O presidente eleito Jair Bolsonaro não deu importância para a coincidência. Mas, até dezembro, o local reservado para o trabalho da sua equipe é o mesmo destinado ao grupo que construiu uma narrativa que em seus discursos ele sempre rechaça. Entre os anos de 2012 e 2014, as salas no primeiro andar do Centro Cultural Banco do Brasil (CCBB) onde atuará o Governo de Transição são as mesmas que foram ocupadas pela Comissão Nacional da Verdade (CNV). Foi ali que pesquisadores se debruçaram sobre os atos da ditadura militar e trataram, entre outras coisas, da busca de identificação de desaparecidos. Na época, Bolsonaro colocou um cartaz em seu gabinete de deputado federal protestando: “Quem procura osso é cachorro”.

Foi em uma das salas agora ocupada pela equipe coordenada pelo futuro ministro da Casa Civil Onyx Lorenzoni que o general Carlos Alberto Brilhante Ustra prestou seu depoimento, em maio de 2013, no qual refutou as acusações de que teria torturado, de forma deliberada, militantes de esquerda durante os anos 70. Na verdade, ao destinar as mesmas salas, o governo Temer não atinou para a saia-justa. O espaço é o mesmo, no entanto, que foi reservado ao ex-presidente Lula em 2002, na transição para o governo Fernando Henrique Cardoso. Depois disso, não houve mais essa necessidade: Lula foi reeleito, elegeu Dilma, que se reelegeu.

Primeiras impressões

A transição oficialmente começou na segunda-feira 5, mas as primeiras reuniões para a passagem de bastão dos governo do MDB ao governo do PSL foram iniciados no final da semana passada, quando Onyx Lorenzoni encontrou-se com o atual ministro da Casa Civil, Eliseu Padilha. ISTOÉ apurou que as primeiras impressões dos integrantes do atual governo na transição não foram das melhores. Onyx e integrantes do governo Bolsonaro demonstraram, no primeiro momento, um certo desconhecimento do funcionamento da máquina pública e ficaram surpresos com a megaestrutura governamental que eles terão que tocar a partir do dia 1º de janeiro do ano que vem.

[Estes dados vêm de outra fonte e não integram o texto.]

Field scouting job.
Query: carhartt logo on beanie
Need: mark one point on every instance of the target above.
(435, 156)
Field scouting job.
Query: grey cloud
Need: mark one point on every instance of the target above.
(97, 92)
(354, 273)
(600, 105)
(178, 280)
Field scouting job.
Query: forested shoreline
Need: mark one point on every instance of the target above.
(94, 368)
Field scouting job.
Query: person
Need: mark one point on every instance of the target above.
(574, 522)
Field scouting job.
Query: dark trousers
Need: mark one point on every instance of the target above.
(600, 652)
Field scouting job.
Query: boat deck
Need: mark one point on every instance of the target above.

No primeiro dia, o comitê de transição trabalhou especificamente para equacionar questões burocráticas, como nomeações de quem pode ou não pode integrar o comitê. Foram destacadas 50 pessoas para trabalhar no processo. Nem todas as funções serão remuneradas, já que, em alguns casos, existem auxiliares que estão trabalhando de forma voluntária nessa fase do governo. Até quinta-feira 8, 27 pessoas já haviam sido oficialmente nomeadas para o comitê de transição. Destas, 25 exercendo funções remuneradas. Além disso, nas primeiras horas foi necessário montar uma estrutura mínima de trabalho. Arrumação de salas, organização de cadeiras e coisas afins. Nem mesmo almoço havia. Os integrantes da transição foram obrigados a se virar com biscoito de água e sal, café e água.

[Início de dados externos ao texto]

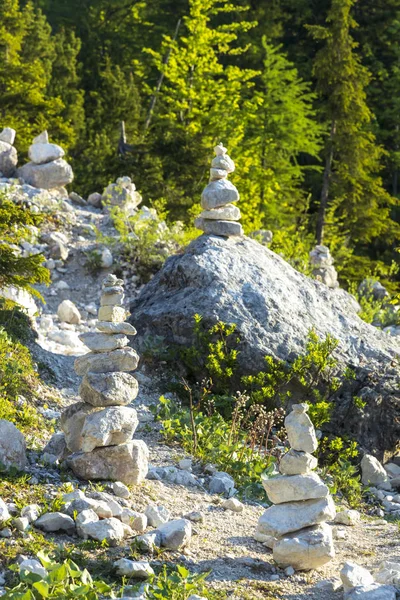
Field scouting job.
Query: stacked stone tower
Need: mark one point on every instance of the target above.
(220, 216)
(295, 526)
(98, 431)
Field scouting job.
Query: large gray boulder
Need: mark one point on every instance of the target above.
(274, 306)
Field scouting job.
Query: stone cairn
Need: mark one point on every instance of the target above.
(323, 269)
(295, 525)
(220, 216)
(8, 154)
(47, 169)
(98, 431)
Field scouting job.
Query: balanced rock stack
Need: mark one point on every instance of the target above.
(99, 430)
(295, 526)
(47, 169)
(323, 269)
(8, 154)
(220, 216)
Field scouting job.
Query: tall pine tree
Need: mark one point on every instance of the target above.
(352, 196)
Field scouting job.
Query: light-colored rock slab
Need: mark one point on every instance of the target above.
(229, 212)
(108, 389)
(12, 446)
(291, 488)
(86, 427)
(219, 193)
(67, 312)
(133, 568)
(55, 521)
(353, 575)
(112, 314)
(111, 530)
(48, 176)
(285, 518)
(127, 463)
(40, 153)
(123, 359)
(309, 548)
(300, 430)
(8, 135)
(223, 228)
(297, 463)
(102, 342)
(111, 328)
(372, 471)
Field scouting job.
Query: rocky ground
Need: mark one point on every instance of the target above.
(223, 541)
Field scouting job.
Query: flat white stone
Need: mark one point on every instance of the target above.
(222, 228)
(281, 519)
(219, 193)
(297, 463)
(107, 327)
(102, 342)
(40, 153)
(306, 549)
(229, 212)
(123, 359)
(292, 488)
(113, 314)
(353, 575)
(108, 389)
(8, 135)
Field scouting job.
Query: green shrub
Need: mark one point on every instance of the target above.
(21, 272)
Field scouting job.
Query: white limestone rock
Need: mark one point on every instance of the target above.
(111, 328)
(348, 517)
(86, 427)
(300, 430)
(281, 519)
(12, 446)
(42, 138)
(127, 463)
(133, 568)
(353, 575)
(372, 472)
(374, 591)
(102, 342)
(30, 565)
(84, 518)
(112, 314)
(230, 212)
(123, 359)
(233, 504)
(306, 549)
(8, 135)
(111, 530)
(223, 228)
(8, 159)
(175, 535)
(68, 313)
(157, 515)
(108, 389)
(48, 176)
(219, 193)
(292, 488)
(121, 490)
(40, 153)
(55, 521)
(297, 463)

No primeiro dia, nem mesmo almoço havia. Por isso, os integrantes do futuro governo Bolsonaro tiveram que se virar com biscoito de água e sal

Para a organização do que será o novo governo, Bolsonaro estabeleceu dez grupos técnicos. Alguns desses grupos temáticos estão sendo coordenados por indicados a ministros de Bolsonaro. O astronauta Marcos Pontes, por exemplo, é o responsável pelo grupo relacionado à Ciência, Tecnologia, Inovação e Comunicação. A área de Infraestrutura está sendo coordenada pelo general Oswaldo Ferreira e a parte da Defesa pelo general Augusto Heleno. Economia está, obviamente, sob responsabilidade do futuro ministro Paulo Guedes. O juiz Sergio Moro, futuro ministro da Justiça, deve comandar o grupo de Justiça e Segurança, mas ele precisaria pedir exoneração da magistratura para, oficialmente, passar a trabalhar em prol do governo Bolsonaro.

A rotina de trabalho do comitê de transição tem começado, diariamente, às 8h e seguido, quase que de forma ininterrupta, até às 20h. Além de Onyx Lorenzoni, Marcos Pontes e Augusto Heleno são os nomes mais proeminentes. Na quinta-feira 7, por exemplo, Paulo Guedes focou suas discussões em dois assuntos: privatizações e ajuste fiscal. Nestes primeiros dias, alguns apoiadores também já deram suas contribuições ao grupo de transição por meio de visitas e sugestões, como o senador Magno Malta (PR-ES) e o governador eleito paulista João Doria (PSDB-SP). O próprio presidente eleito tem acompanhado de perto. E, assim, com ajustes e aos poucos, a transição bolsonarista tenta escrever a sua história. No mesmo local em que outra comissão, há alguns anos, escreveu uma história que Bolsonaro renega.